Having no wish to be present while the two discussed it, he told them he would like a short rest.
They had left him alone in the room. It was lit by a standard lamp with a familiar lampshade (except that the green had faded to a sort of dirty yellow). Beneath his feet there was a carpet with a familiar pattern and in a corner he was astonished to recognise one of the Chinese vases. Only at that moment did it come home to him that she had really been alive throughout the last thirteen years, continuing her existence somewhere, surrounded by her things.
Then they had come back in to tell him they had decided to sell the old books and if necessary the Chinese vase, and he had rashly offered to help them.
During the body search the following property was impounded:
1. 1 pocket-sized address-book with 20 pages, red covers
2. 1 wallet containing nine hundred and thirty crowns and vouchers for the canteen in Krč Hospital
3. 5 photographs 4x4 cms. showing the faces of a woman and child
4. 1 dagger with a horn handle inscribed To thine own self be true
5.1 postcard of a pornographic nature showing intercourse between a man and a woman
6. 1 Premium Savings Book No. 3286540 issued by the Czechoslovak State Savings Bank in the name of Marie Obensdorfová and registering a balance of 1250 crowns
7. 1 key-ring with four keys
The pornographic postcard was an amateur copy of an original that had obviously been many times reproduced. A fat woman was spreading her mighty thighs in a repulsive fashion. On two of the photographs he recognised the pregnant woman who had visited him a few days before. In the others, a little girl was smiling, her features nondescript. He spent a few moments flipping through the savings book. The first deposit had been made fifteen years ago. Several further deposits followed. Since March 1967, however, there had been only withdrawals, usually four or five hundred crowns once a year before Christmas. On the final occasion someone had taken out two hundred and fifty crowns at the beginning of last December. During those fifteen years, inevitably, no premiums had been won on the book, and at least three thousand crowns in unpaid interest had thereby accrued to the State.
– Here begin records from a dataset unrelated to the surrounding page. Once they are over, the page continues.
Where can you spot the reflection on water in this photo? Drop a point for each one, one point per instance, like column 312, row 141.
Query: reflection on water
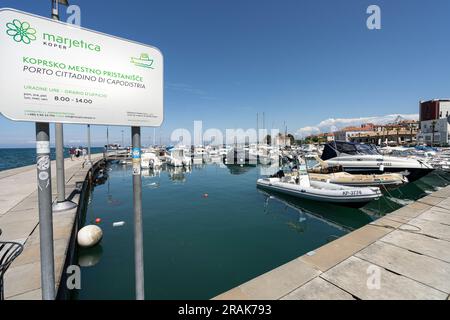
column 198, row 246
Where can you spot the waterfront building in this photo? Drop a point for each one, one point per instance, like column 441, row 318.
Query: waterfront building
column 434, row 124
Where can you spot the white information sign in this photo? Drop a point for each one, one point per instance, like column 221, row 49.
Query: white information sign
column 56, row 72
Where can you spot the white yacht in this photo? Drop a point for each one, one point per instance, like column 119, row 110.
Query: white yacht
column 365, row 159
column 299, row 185
column 179, row 157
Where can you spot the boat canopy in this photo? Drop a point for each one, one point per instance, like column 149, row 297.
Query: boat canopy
column 338, row 148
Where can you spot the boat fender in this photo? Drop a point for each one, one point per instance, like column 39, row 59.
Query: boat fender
column 89, row 236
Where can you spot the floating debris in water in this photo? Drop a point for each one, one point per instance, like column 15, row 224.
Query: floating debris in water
column 153, row 185
column 118, row 224
column 402, row 202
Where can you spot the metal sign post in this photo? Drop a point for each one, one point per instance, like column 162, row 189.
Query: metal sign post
column 45, row 210
column 137, row 204
column 122, row 84
column 89, row 162
column 61, row 204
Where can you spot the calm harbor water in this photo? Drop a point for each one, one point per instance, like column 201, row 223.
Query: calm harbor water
column 197, row 247
column 16, row 158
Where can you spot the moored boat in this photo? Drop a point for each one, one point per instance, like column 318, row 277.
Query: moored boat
column 299, row 185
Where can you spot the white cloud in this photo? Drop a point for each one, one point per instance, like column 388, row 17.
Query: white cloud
column 331, row 125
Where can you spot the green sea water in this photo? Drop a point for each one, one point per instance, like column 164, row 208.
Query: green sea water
column 209, row 230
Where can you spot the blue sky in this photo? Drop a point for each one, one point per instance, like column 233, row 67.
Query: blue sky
column 298, row 61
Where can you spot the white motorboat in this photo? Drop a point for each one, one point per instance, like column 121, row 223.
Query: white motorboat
column 365, row 159
column 150, row 160
column 178, row 157
column 299, row 185
column 320, row 171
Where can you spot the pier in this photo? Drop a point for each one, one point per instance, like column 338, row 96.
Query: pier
column 402, row 256
column 19, row 220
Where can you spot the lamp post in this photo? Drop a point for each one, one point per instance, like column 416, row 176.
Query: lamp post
column 61, row 204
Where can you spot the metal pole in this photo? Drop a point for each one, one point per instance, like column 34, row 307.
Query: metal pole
column 44, row 176
column 61, row 204
column 137, row 200
column 89, row 162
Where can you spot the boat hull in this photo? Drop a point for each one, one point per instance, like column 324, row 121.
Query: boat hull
column 347, row 196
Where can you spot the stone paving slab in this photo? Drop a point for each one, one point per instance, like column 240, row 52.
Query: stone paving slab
column 429, row 228
column 409, row 247
column 436, row 216
column 278, row 283
column 429, row 271
column 435, row 248
column 353, row 276
column 337, row 251
column 318, row 289
column 20, row 221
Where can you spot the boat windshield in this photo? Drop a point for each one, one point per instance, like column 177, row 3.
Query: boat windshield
column 338, row 148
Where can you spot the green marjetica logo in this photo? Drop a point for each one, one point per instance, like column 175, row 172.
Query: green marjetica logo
column 21, row 31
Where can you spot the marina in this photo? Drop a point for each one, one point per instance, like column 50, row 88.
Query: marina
column 130, row 168
column 220, row 217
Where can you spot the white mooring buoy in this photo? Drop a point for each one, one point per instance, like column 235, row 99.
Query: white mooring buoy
column 89, row 236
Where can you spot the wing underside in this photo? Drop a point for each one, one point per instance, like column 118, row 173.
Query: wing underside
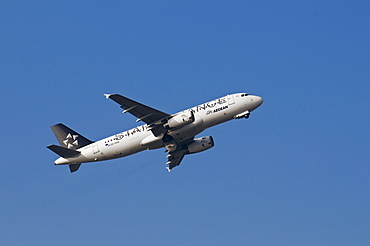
column 155, row 120
column 140, row 111
column 174, row 159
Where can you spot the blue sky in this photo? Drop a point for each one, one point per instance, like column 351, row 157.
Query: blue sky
column 295, row 173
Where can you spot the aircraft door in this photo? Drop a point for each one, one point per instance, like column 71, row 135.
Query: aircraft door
column 95, row 148
column 230, row 99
Was it possible that two people had been killed for twelve hundred crowns, when for the mere promise that someone might keep his (essentially paltry) job a sum more than ten times greater was being demanded? In this world anything was possible, but it was more likely that the money was a side issue. But no one could ever prove it. And in fact it would be immaterial, as it did not render the deed any less dreadful.